Todo gracias a aquel zapato que perdí cuando tuve que irme del
baile a toda prisa porque a las doce se acababa el hechizo. Siempre
me ha maravillado que, sólo a mí, aquel zapato me calzase a la
perfección, porque mi pie, un 36, no es en absoluto inusual y otras
chicas de la población debían de tener la misma talla. Todavía
recuerdo la expresión de asombro de mis dos hermanastras cuando
vieron que era yo la que me casaba con el príncipe y unos años
después, me convertía en la nueva reina.
-El rey ha sido un marido atento y fogoso. Ha sido una vida de
ensueño hasta el día que descubrí una mancha de carmín en la
camisa real. De que el rey tiene una amante no hay duda. Las
manchas de carmín en las camisas siempre han sido prueba clara
de adulterio. ¿Quién puede ser la amante de mi marido?¿Y por qué
el rey se ha buscado una amante? ¿Acaso yo no lo satisfago
suficientemente? ¿Quizá porque me niego a prácticas que
considero perversas, sodomía y ducha dorada básicamente, él las
busca fuera de casa? ¿Debo decirle que lo he descubierto o bien
disimular, como es tradición entre las reinas, en casos así, para no
poner en peligro la institución monárquica?
-De momento no le he dicho nada, me callo. Me callo, incluso, los
días que no llega a la alcoba real hasta las ocho de la mañana, con
ojeras de un palmo y oliendo a mujer. ¿Dónde se encontrarán? ¿En
un hotel, en casa de ella, en el mismo palacio? Hay tantas
habitaciones en este palacio, que fácilmente podría permitirse tener
a la amante en cualquiera de las dependencias que desconozco.
Tampoco digo nada cuando los contactos carnales que antes
establecían con regularidad de metrónomo, noche sí, noche no, se
van espaciando. Desde la última vez han pasado más de dos meses.
-En la habitación real, hay noches que lloro en silencio, ahora el
rey ya no se acuesta nunca conmigo. La soledad me reseca.
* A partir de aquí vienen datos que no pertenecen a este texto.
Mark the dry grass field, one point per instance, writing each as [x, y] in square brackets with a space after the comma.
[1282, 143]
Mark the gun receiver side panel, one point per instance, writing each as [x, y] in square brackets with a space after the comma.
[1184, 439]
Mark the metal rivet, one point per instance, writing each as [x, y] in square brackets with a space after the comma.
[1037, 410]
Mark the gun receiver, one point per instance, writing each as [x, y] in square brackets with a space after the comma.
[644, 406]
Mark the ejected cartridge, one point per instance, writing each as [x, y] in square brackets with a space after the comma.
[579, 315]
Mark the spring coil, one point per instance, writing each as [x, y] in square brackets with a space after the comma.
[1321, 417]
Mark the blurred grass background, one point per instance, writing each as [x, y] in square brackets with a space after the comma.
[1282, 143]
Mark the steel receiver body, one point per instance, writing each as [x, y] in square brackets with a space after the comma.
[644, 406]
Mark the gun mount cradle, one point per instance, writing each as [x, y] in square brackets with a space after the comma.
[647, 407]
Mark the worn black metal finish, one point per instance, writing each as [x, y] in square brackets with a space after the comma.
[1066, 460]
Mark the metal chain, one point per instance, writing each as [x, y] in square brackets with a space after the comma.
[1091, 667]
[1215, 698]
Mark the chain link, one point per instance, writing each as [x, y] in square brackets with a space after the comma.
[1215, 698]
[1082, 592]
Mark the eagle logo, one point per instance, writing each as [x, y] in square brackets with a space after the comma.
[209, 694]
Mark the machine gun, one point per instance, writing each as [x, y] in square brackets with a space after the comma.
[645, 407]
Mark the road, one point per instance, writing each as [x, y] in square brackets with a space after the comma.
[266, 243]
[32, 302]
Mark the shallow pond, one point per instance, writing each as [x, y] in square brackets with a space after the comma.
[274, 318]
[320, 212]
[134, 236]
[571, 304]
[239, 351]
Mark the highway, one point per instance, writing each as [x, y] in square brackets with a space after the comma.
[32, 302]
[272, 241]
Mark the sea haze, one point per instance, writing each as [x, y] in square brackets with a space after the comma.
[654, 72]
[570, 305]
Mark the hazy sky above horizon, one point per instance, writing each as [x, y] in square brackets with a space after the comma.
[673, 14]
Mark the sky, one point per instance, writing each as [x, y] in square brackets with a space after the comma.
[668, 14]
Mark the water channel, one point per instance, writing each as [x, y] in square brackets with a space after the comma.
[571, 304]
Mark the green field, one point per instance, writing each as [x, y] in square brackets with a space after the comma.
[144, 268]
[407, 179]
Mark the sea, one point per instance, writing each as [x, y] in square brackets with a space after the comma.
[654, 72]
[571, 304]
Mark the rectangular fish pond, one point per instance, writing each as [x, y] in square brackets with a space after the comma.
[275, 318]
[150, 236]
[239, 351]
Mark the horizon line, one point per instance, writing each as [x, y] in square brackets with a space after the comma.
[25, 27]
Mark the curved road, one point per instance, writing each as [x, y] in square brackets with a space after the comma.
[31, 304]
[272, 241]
Hubiera preferido no ir nunca a aquel baile, o que aquel zapato
hubiese calzado en el pie de cualquier otra mujer antes que en el
mío. Hubiera preferido, incluso, que alguna de mis hermanastras
calzara el 36 en vez del 40 y 41, números demasiado grandes para
una muchacha.
-Buenas noches querida. No me esperes levantada volveré tarde.
(Sale.)
-¿De qué me sirve ser reina si no tengo el amor del rey? Lo daría
todo por ser la mujer con la cual el rey copula
extra-conyugalmente. Prefiero mil veces protagonizar las noches
de amor adúltero del monarca que yacer en el vacío del lecho
conyugal. Antes querida que reina.
(Ella lo sigue. Lo sigue por pasillos que desconoce, por
ignoradas alas del palacio, hacia estancias cuya existencia ni
siquiera imaginaba. Finalmente se encierra en una
habitación y ella se queda en el pasillo, a oscuras. Pronto oye
voces. La de su marido, sin duda. Y la risa gallinácea de una
mujer. Pero superpuesta a esa risa oye también la de otra
mujer.)
-¿Está con dos?
(Poco a poco, procurando no hacer ruido, entreabre la
puerta. Se echa en el suelo para que no la vean desde la
cama; mete medio cuerpo en la habitación. La luz de los
candelabros proyecta en las paredes las sombras de tres
cuerpos que se acoplan. Le gustaría levantarse para ver
quién está en la cama, porque las risas y los susurros no le
permiten identificar a las mujeres. Desde donde está, echada
en el suelo, no puede ver casi nada más; sólo, a los pies de la
cama, tirados de cualquier manera, los zapatos de su marido
y dos pares de zapatos de mujer, de tacón altísimo.)
-Unos negros del 40 y otros rojos del 41.